Updated: Jan 30, 2021
The Press Democrat Editorial Board
November 29, 2020
The Board of Supervisors is racing the clock to call a special election in March to raise lodging taxes in western Sonoma County. Here’s our take: Call timeout.
Don’t rush this tax to a vote without sober consideration of the impact on the tourism trade, which is reeling from the coronavirus recession, or the potential consequences of an unprecedented commitment to add public schools to the county’s already stretched budget.
The proposal, sponsored by Supervisor Lynda Hopkins, would raise the tax on hotel rooms and vacation rentals from 12% to 16% across a wide swath of west county.
Tax revenue — an estimated $2.7 million annually — would be divided between west county school districts and the Bodega Bay and Sonoma County fire protection districts.
This proposal, which wasn’t on the Nov. 3 ballot, moved onto the fast track as the West County Union High School District discussed consolidation of Analy and El Molino high schools. The district is facing budget deficits exceeding $2 million a year, a result of declining enrollment.
No one wants to lose a local school. We get it.
"There’s no assurance that a hotel tax will keep both high schools open. In fact, the school board opposed the hotel tax until the supervisors softened language that would have prohibited school closures in districts receiving a share of the revenue."
But enrollment is down across Sonoma County, and the trend is likely to accelerate.
Consolidating the high schools would save $1.2 million a year, and the district may not be able to avoid that outcome — with or without the hotel tax. But other options, including combining the high school district with the 10 elementary school districts it serves, are under consideration.
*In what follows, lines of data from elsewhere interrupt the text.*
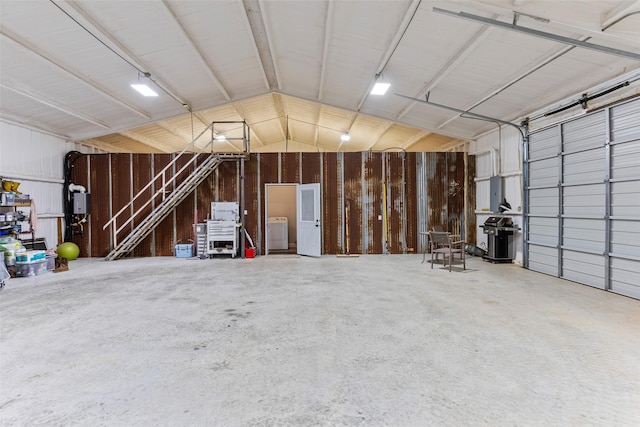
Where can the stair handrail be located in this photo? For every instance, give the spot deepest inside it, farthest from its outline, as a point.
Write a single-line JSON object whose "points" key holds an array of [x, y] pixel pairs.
{"points": [[159, 175], [160, 190]]}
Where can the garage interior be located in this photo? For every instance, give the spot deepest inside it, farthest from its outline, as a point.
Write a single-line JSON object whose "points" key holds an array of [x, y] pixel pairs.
{"points": [[511, 123]]}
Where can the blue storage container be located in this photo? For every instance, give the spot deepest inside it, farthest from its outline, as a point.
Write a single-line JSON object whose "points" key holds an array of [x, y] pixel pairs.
{"points": [[184, 250]]}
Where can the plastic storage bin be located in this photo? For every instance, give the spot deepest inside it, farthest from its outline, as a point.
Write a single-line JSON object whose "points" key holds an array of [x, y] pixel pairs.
{"points": [[29, 256], [30, 269], [184, 250], [51, 262]]}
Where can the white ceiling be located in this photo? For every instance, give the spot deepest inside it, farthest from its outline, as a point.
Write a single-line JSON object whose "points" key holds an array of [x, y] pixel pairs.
{"points": [[299, 72]]}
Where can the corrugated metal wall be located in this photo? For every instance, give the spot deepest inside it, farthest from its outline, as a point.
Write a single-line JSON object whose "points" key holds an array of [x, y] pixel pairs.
{"points": [[422, 190]]}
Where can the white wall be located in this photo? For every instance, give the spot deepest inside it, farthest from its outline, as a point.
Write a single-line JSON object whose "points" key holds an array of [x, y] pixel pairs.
{"points": [[35, 159], [498, 153]]}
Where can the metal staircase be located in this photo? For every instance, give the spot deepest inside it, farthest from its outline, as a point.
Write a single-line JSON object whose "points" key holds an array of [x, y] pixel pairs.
{"points": [[160, 186]]}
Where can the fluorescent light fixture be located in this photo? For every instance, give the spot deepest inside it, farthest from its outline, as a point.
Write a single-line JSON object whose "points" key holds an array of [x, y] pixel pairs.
{"points": [[380, 88], [144, 89]]}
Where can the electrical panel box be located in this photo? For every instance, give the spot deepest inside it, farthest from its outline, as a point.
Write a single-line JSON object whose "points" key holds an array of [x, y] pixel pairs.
{"points": [[81, 203], [495, 187]]}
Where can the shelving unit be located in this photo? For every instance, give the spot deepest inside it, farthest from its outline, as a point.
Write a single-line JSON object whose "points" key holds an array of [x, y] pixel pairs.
{"points": [[14, 215], [222, 238]]}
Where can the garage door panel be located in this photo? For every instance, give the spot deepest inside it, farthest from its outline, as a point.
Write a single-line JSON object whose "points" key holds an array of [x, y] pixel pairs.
{"points": [[625, 238], [625, 159], [583, 268], [543, 173], [585, 200], [594, 211], [543, 259], [625, 200], [544, 231], [544, 144], [624, 121], [544, 201], [587, 166], [624, 277], [584, 133], [588, 235]]}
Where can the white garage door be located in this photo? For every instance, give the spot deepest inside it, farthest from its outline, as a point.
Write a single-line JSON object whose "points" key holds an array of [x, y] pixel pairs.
{"points": [[583, 194]]}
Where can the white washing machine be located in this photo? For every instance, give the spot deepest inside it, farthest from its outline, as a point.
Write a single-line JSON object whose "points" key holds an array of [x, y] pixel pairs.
{"points": [[278, 232]]}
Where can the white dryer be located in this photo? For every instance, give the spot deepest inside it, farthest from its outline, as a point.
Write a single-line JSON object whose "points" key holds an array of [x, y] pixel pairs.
{"points": [[278, 232]]}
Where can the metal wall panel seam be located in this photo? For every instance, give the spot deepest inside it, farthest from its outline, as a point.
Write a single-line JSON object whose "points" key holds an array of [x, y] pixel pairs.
{"points": [[279, 168], [89, 222], [421, 200], [560, 198], [322, 204], [131, 210], [403, 155], [385, 205], [258, 241], [242, 207], [153, 204], [33, 179], [340, 158], [112, 236], [363, 213], [607, 200]]}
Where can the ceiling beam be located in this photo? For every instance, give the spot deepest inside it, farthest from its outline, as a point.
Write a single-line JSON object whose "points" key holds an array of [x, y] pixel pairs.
{"points": [[42, 99], [164, 147], [241, 115], [619, 14], [106, 38], [254, 23], [402, 28], [555, 55], [461, 55], [328, 25], [540, 34], [18, 121], [39, 53], [380, 134], [353, 120], [101, 145], [198, 54], [281, 113], [415, 139]]}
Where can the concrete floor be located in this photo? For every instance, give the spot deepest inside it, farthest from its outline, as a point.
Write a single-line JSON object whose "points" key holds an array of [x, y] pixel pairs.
{"points": [[295, 341]]}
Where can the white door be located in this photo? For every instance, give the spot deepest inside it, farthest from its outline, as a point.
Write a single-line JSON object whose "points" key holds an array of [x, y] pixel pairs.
{"points": [[308, 219]]}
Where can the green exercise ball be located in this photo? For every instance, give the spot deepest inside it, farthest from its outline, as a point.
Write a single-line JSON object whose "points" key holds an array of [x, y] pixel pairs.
{"points": [[68, 250]]}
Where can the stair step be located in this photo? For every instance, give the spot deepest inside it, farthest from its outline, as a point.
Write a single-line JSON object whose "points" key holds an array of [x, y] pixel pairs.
{"points": [[174, 197]]}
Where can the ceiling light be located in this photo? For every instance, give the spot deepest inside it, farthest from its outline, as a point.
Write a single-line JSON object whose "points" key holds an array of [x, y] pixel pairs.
{"points": [[380, 88], [144, 89]]}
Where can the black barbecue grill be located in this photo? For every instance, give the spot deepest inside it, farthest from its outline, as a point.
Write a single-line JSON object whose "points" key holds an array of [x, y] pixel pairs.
{"points": [[499, 231]]}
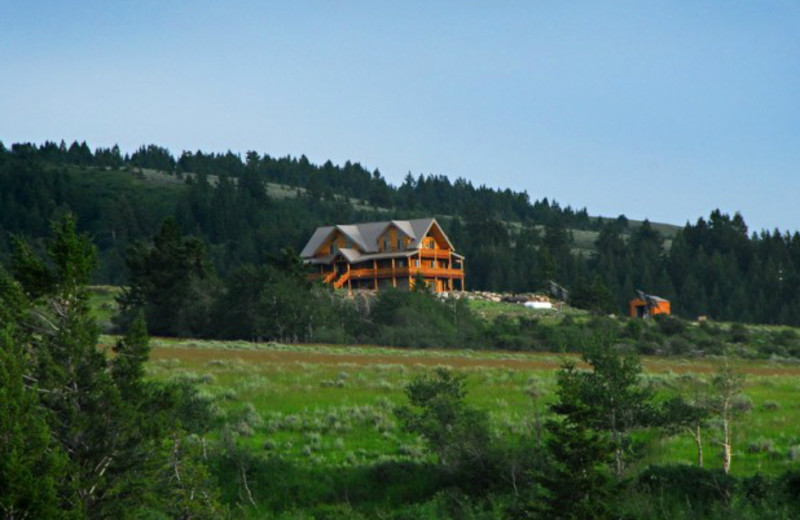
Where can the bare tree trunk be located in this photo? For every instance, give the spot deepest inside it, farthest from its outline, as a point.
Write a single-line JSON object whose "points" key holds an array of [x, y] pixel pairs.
{"points": [[697, 435], [726, 443], [699, 441]]}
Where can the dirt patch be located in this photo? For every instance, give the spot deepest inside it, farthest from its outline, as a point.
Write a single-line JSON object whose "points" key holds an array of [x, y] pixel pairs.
{"points": [[526, 362]]}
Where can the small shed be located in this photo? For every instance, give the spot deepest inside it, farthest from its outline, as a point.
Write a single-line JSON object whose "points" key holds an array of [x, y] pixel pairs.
{"points": [[647, 305]]}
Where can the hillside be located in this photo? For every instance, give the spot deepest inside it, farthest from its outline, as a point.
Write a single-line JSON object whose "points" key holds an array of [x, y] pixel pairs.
{"points": [[247, 210]]}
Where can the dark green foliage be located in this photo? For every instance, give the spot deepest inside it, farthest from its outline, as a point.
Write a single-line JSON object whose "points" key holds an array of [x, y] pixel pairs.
{"points": [[456, 432], [171, 282], [94, 426], [31, 464], [711, 268], [593, 296], [418, 319]]}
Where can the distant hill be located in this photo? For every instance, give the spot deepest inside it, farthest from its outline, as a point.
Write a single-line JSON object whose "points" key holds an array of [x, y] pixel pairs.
{"points": [[247, 209]]}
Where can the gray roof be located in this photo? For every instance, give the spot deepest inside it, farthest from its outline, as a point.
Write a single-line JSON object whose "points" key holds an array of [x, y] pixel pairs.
{"points": [[365, 238]]}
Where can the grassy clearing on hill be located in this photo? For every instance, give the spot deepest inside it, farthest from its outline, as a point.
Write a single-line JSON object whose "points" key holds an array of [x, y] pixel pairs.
{"points": [[332, 405]]}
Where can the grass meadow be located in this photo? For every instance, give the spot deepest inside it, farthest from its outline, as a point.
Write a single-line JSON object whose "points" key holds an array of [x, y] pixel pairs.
{"points": [[333, 405]]}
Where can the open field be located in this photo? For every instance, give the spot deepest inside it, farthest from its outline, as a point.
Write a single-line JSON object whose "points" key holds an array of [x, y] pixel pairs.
{"points": [[333, 404]]}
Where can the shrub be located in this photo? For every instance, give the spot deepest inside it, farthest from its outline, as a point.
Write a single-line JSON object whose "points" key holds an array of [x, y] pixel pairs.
{"points": [[742, 403], [670, 325], [761, 445], [794, 452]]}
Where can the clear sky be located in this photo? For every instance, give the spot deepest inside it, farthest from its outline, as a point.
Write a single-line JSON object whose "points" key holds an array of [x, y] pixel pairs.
{"points": [[661, 109]]}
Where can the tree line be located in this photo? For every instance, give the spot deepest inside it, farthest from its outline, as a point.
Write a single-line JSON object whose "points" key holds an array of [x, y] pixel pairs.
{"points": [[714, 267], [86, 434]]}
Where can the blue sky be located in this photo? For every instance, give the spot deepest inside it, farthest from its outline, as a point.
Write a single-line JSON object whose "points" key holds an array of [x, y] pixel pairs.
{"points": [[664, 110]]}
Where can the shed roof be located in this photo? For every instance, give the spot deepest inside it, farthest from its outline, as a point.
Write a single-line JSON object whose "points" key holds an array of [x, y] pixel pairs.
{"points": [[365, 237]]}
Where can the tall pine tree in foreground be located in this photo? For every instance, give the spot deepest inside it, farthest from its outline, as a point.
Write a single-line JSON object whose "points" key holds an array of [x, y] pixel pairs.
{"points": [[99, 432]]}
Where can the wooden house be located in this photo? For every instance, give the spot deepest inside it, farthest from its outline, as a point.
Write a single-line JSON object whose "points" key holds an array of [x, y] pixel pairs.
{"points": [[378, 255], [647, 305]]}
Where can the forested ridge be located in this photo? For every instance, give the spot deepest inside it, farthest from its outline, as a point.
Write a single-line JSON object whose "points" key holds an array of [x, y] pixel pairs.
{"points": [[715, 266]]}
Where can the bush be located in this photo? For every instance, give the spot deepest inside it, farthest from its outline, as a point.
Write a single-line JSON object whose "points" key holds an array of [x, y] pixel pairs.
{"points": [[761, 445], [670, 325], [738, 333]]}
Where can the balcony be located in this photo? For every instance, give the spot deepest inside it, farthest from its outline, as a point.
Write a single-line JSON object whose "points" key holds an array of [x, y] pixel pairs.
{"points": [[400, 272]]}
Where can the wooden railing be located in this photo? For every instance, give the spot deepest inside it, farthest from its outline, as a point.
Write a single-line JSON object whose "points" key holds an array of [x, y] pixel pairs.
{"points": [[339, 283], [387, 272], [442, 254]]}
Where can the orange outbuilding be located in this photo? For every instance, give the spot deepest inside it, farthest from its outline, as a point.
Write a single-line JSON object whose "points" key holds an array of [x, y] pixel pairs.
{"points": [[648, 305]]}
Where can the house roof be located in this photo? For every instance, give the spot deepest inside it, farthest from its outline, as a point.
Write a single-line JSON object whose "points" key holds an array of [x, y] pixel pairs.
{"points": [[365, 238]]}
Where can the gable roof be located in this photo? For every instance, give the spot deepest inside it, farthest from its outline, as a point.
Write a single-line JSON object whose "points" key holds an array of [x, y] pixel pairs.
{"points": [[366, 235]]}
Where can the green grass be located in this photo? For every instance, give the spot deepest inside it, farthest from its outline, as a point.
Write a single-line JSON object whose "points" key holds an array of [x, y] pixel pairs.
{"points": [[333, 405]]}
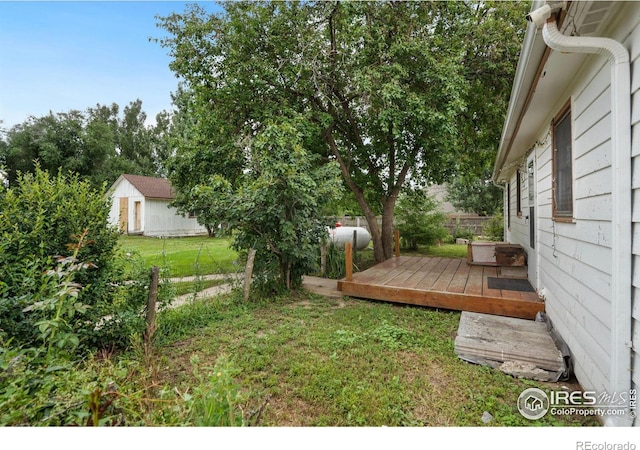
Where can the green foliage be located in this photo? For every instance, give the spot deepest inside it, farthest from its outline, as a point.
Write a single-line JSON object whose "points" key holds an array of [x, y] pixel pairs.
{"points": [[62, 278], [419, 220], [57, 310], [98, 144], [476, 195], [276, 208], [216, 399], [398, 95], [494, 228]]}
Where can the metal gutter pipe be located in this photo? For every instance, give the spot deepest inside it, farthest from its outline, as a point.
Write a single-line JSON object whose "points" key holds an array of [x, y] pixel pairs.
{"points": [[621, 276]]}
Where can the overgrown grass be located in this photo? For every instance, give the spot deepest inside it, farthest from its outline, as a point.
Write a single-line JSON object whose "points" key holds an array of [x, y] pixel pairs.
{"points": [[329, 362], [185, 256]]}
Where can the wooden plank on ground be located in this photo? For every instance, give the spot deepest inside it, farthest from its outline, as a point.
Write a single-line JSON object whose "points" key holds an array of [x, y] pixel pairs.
{"points": [[501, 339]]}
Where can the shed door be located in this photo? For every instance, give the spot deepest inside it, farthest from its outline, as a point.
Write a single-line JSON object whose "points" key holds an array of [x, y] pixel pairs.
{"points": [[137, 211], [124, 214]]}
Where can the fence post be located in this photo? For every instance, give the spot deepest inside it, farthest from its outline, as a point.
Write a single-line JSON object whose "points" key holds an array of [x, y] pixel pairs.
{"points": [[151, 303], [323, 260], [248, 272], [355, 243], [348, 263]]}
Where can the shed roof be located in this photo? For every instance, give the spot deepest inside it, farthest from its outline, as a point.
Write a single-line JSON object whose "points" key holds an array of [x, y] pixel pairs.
{"points": [[151, 187]]}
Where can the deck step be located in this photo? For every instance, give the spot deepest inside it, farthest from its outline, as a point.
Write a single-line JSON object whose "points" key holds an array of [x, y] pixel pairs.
{"points": [[522, 348]]}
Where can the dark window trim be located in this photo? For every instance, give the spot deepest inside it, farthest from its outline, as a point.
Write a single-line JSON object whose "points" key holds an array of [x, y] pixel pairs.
{"points": [[564, 216], [509, 205], [518, 193]]}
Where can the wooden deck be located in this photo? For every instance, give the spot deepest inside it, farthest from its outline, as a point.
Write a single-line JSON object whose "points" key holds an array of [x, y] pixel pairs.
{"points": [[447, 283]]}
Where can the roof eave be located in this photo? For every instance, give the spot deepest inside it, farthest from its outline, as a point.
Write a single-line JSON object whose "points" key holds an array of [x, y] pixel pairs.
{"points": [[533, 50]]}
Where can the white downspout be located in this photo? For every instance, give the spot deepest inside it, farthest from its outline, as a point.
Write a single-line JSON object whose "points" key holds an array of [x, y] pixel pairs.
{"points": [[621, 276]]}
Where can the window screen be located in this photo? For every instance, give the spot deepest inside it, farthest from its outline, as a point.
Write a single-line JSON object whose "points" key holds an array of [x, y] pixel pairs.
{"points": [[562, 167]]}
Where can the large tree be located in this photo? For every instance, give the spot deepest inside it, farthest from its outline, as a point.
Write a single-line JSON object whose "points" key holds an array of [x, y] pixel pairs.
{"points": [[383, 86], [98, 144]]}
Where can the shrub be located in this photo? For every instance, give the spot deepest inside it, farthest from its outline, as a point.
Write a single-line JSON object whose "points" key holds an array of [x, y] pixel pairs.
{"points": [[419, 221], [494, 228], [59, 265]]}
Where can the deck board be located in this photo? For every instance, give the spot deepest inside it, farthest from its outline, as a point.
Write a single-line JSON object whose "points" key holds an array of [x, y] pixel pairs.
{"points": [[448, 283]]}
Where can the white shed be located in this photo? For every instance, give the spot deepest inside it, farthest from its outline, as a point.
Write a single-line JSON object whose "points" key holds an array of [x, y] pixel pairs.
{"points": [[571, 173], [140, 205]]}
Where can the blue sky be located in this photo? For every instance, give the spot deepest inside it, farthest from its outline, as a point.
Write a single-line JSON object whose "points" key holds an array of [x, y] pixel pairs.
{"points": [[57, 56]]}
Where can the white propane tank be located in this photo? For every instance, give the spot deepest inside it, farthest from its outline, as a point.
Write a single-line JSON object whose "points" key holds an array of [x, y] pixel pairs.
{"points": [[340, 235]]}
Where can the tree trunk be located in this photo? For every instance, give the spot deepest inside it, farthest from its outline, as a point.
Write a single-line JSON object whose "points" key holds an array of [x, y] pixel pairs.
{"points": [[389, 204]]}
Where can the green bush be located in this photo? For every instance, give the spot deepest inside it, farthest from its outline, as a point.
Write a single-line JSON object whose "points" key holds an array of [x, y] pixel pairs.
{"points": [[419, 221], [494, 228], [60, 276]]}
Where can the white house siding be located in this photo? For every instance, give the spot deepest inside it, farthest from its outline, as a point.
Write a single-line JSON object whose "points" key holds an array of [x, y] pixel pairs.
{"points": [[633, 41], [156, 218], [574, 259], [125, 189], [160, 220]]}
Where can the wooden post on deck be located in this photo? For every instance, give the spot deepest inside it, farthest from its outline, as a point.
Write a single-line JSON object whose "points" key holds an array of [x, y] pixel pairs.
{"points": [[348, 261], [397, 241]]}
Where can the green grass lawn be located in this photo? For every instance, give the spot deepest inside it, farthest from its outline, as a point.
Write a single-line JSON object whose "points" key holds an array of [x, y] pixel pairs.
{"points": [[184, 256], [339, 362]]}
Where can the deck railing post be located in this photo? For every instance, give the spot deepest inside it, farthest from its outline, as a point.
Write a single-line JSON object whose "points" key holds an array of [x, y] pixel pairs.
{"points": [[397, 241], [348, 261]]}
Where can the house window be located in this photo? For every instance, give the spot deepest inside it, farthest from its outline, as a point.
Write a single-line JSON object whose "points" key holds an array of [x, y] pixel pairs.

In September, the Sonoma County Office of Education launched a feasibility study, which could take a year. Meanwhile, the school board placed a $48 parcel tax lasting three years on the March 3 ballot, which would provide help for immediate obligations while the consolidation study is completed.
Moreover, there’s no assurance that a hotel tax will keep both high schools open.
In fact, the school board opposed the hotel tax until the supervisors softened language that would have prohibited school closures in districts receiving a share of the revenue.
We have additional concerns about the tax proposal.
There is a nexus between a lodging tax and the fire districts, which provide emergency medical services. Up to 80% of calls in the coastal area are to assist visitors, according to the county.
As for taxing tourists to educate local children — well, it’s easier to persuade voters to tax someone else, especially when a two-thirds majority is required for approval.
But a transient occupancy tax, as it’s formally known, of 16% would be among the highest in the country, according to a 2019 survey by HVS, a hospitality industry group.
In California, the only higher taxes on lodging are 16.75% in San Francisco and 17% in Anaheim and Garden Grove, the cities nearest Disneyland.
West county hoteliers fear tourists will bypass them to stay elsewhere Sonoma County, where, with the exception of Healdsburg, rates will remain 12% or less.
Finally, if the supervisors start funding west county schools, other districts will surely seek lottery jackpots of their own. Supervisor Shirlee Zane practically invited them: “We’re responsible for everything else under the sun, but schools. So do I think we should have a say in schools? I do.”
The county should tread carefully.
This debate surfaced with people distracted by the presidential election, a frightening surge in coronavirus infections and the arrival of the holidays. It deserves more scrutiny and public input. Fortunately, March 3 is only the first of four election dates in 2021. Let’s slow down and get it right.